The rock musical was part of the 2nd Likhandula International Arts Exchange and Collaboration, a week-long arts festival organized by the Arts Research and Training Institute in Southern Tagalog Incorporated (ARTIST, Inc.) in cooperation with the National Commission for Culture and the Arts.
Oktubre is about the 1917 October Revolution in Russia (also known as the Bolshevik Revolution), where leftists, led by the leader of the Bolshevik Party Vladimir Lenin, revolted against the provisional government—a group of leaders composed of Russian bourgeois capitalists. This particular one is actually the second of two revolutions that occurred in Russia—the first one in February 1917—that put an end to imperialist rule.
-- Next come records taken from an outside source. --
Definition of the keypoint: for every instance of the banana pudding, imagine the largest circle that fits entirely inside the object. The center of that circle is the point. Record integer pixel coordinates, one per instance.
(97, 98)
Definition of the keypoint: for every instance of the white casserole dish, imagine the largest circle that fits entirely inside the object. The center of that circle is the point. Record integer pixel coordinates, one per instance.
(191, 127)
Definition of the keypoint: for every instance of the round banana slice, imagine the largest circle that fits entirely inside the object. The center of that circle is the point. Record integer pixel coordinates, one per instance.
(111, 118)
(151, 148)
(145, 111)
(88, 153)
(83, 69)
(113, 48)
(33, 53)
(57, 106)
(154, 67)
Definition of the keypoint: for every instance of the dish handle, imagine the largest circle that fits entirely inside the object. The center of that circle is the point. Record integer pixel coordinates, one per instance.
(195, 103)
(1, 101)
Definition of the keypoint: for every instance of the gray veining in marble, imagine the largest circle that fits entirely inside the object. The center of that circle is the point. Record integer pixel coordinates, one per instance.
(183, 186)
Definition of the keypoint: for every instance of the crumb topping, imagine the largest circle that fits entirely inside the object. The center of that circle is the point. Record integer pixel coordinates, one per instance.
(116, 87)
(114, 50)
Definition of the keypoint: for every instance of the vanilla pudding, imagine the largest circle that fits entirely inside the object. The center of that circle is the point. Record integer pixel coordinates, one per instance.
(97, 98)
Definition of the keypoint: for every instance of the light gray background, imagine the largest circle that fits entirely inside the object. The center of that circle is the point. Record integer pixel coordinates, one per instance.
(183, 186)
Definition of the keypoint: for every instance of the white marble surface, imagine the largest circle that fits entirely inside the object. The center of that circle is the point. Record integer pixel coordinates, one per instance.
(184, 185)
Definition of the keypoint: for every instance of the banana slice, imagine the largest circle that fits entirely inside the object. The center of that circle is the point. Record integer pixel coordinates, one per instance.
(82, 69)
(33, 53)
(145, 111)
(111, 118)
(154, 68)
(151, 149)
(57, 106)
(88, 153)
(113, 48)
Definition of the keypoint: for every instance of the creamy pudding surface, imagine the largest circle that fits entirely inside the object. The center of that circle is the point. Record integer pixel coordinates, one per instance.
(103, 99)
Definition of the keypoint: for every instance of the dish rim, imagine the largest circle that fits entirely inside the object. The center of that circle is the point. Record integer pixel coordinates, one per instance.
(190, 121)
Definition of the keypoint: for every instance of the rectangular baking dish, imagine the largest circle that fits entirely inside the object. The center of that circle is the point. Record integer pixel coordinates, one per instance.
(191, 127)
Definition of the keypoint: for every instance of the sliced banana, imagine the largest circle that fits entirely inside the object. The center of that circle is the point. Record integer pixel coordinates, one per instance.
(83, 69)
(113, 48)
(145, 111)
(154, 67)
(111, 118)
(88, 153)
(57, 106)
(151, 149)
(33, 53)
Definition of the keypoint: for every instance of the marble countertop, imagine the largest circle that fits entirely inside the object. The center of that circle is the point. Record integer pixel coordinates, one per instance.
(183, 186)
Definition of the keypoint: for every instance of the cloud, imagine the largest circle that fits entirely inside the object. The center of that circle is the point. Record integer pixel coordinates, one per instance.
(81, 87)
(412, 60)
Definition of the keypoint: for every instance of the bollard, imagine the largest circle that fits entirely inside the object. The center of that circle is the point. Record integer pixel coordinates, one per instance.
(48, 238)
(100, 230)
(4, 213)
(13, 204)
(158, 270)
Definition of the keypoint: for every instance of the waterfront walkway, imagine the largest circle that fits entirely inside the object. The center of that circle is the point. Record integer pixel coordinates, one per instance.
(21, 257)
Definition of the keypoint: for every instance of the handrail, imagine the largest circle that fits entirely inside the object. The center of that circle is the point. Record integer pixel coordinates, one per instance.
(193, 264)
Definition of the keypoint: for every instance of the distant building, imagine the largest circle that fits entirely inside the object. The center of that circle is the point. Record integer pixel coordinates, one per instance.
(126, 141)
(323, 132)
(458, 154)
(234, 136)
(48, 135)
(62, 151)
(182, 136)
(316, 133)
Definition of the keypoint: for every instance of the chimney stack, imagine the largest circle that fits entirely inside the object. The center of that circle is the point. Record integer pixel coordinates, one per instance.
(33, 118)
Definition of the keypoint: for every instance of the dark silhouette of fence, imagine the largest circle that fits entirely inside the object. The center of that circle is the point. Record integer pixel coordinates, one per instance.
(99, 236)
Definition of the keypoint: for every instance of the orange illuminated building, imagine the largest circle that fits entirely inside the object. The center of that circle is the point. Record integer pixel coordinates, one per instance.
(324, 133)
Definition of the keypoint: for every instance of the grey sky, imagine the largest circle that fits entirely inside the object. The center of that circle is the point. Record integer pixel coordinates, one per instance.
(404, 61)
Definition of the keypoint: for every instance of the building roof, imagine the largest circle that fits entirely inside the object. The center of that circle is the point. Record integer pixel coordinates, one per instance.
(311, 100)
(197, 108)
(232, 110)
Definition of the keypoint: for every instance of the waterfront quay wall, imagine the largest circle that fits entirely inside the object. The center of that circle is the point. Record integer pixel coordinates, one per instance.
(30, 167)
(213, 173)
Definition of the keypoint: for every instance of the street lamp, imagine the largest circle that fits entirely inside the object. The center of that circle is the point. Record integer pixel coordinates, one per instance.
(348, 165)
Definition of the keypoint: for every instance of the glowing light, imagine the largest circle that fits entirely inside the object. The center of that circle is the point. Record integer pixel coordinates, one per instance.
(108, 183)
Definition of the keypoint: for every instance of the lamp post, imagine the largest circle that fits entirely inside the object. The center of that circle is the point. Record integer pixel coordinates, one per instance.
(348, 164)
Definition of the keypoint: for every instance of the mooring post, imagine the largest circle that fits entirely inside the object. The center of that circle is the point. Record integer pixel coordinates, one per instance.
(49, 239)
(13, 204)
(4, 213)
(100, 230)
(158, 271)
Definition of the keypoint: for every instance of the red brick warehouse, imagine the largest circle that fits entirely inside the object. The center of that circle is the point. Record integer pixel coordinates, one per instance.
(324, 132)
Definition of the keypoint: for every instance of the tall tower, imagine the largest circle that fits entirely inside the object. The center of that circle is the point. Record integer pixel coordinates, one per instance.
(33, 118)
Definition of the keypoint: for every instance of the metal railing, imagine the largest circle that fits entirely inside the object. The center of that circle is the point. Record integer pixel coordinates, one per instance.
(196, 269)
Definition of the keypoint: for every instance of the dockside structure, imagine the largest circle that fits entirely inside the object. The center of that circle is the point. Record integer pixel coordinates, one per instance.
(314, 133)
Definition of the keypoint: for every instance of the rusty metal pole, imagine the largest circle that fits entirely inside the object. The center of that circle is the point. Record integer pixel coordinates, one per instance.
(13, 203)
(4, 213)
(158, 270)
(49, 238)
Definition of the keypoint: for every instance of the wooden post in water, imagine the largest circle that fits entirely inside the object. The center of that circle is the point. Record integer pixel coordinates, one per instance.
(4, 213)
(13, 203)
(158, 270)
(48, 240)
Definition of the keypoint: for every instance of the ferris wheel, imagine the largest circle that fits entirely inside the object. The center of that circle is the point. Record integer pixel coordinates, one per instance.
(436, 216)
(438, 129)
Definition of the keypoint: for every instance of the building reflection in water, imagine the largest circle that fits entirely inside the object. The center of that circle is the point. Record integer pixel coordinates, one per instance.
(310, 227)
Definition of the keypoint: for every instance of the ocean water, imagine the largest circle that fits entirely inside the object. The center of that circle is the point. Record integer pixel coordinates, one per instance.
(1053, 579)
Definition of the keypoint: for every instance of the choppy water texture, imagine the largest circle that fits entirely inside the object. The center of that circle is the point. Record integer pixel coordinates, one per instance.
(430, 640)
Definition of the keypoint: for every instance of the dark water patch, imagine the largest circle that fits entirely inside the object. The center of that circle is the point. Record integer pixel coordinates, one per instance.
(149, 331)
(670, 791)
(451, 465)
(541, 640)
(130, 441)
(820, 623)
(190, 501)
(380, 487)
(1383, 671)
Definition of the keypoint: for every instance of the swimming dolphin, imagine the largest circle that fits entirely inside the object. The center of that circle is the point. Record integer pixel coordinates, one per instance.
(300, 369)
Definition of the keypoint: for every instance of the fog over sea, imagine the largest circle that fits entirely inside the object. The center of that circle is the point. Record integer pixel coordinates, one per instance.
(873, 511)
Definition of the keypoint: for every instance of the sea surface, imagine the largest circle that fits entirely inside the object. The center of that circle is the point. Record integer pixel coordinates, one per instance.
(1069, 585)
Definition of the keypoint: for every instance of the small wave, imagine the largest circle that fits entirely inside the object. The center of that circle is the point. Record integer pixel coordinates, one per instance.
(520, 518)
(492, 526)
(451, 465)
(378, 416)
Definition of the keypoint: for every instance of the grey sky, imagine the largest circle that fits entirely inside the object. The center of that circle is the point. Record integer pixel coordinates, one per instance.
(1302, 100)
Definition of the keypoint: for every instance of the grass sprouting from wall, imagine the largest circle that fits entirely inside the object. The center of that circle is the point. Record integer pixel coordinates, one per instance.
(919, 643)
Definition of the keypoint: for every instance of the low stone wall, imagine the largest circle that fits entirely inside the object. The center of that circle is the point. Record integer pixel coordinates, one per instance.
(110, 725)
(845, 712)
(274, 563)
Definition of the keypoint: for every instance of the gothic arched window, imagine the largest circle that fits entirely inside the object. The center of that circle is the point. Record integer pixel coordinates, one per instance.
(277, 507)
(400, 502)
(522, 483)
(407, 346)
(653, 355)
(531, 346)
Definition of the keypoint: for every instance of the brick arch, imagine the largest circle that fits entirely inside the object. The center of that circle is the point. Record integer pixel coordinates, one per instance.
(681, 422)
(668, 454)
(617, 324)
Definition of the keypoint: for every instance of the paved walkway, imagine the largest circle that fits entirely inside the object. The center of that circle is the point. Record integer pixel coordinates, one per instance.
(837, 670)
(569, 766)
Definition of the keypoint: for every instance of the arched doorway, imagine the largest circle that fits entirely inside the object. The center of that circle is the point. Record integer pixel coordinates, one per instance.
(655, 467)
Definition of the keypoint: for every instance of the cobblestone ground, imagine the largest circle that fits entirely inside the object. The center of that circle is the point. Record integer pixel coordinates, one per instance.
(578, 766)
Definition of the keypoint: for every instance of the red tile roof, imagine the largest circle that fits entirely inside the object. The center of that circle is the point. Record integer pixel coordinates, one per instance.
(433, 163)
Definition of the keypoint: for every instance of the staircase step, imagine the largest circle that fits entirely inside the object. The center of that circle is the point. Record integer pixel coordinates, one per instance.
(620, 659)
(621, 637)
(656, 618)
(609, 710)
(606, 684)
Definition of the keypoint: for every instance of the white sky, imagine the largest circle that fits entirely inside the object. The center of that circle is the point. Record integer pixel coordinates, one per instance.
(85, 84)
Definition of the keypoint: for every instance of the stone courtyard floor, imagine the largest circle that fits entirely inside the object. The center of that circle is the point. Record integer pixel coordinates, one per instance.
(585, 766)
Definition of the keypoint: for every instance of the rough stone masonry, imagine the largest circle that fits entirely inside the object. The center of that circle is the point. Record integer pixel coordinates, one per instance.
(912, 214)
These two revolutions occured during the time when Russia was still in the process of industrialization. They were sparked by persistent social unrest due to poor conditions of industrial workers, overcrowding, food shortages, and poverty. Lenin was intent on forming a Soviet government that would be ruled by councils made up of soldiers, peasants, and workers. In October 1917, the Bolsheviks successfully took over government buildings and other strategic areas in Petrograd (now Saint Petersburg), and soon established a new government with Lenin as head.
Having people, especially the youth, read history can catapult them to dreamland in no time, but delivering it to them in an art form such as theater can be much more effective in opening their eyes and ears to the past.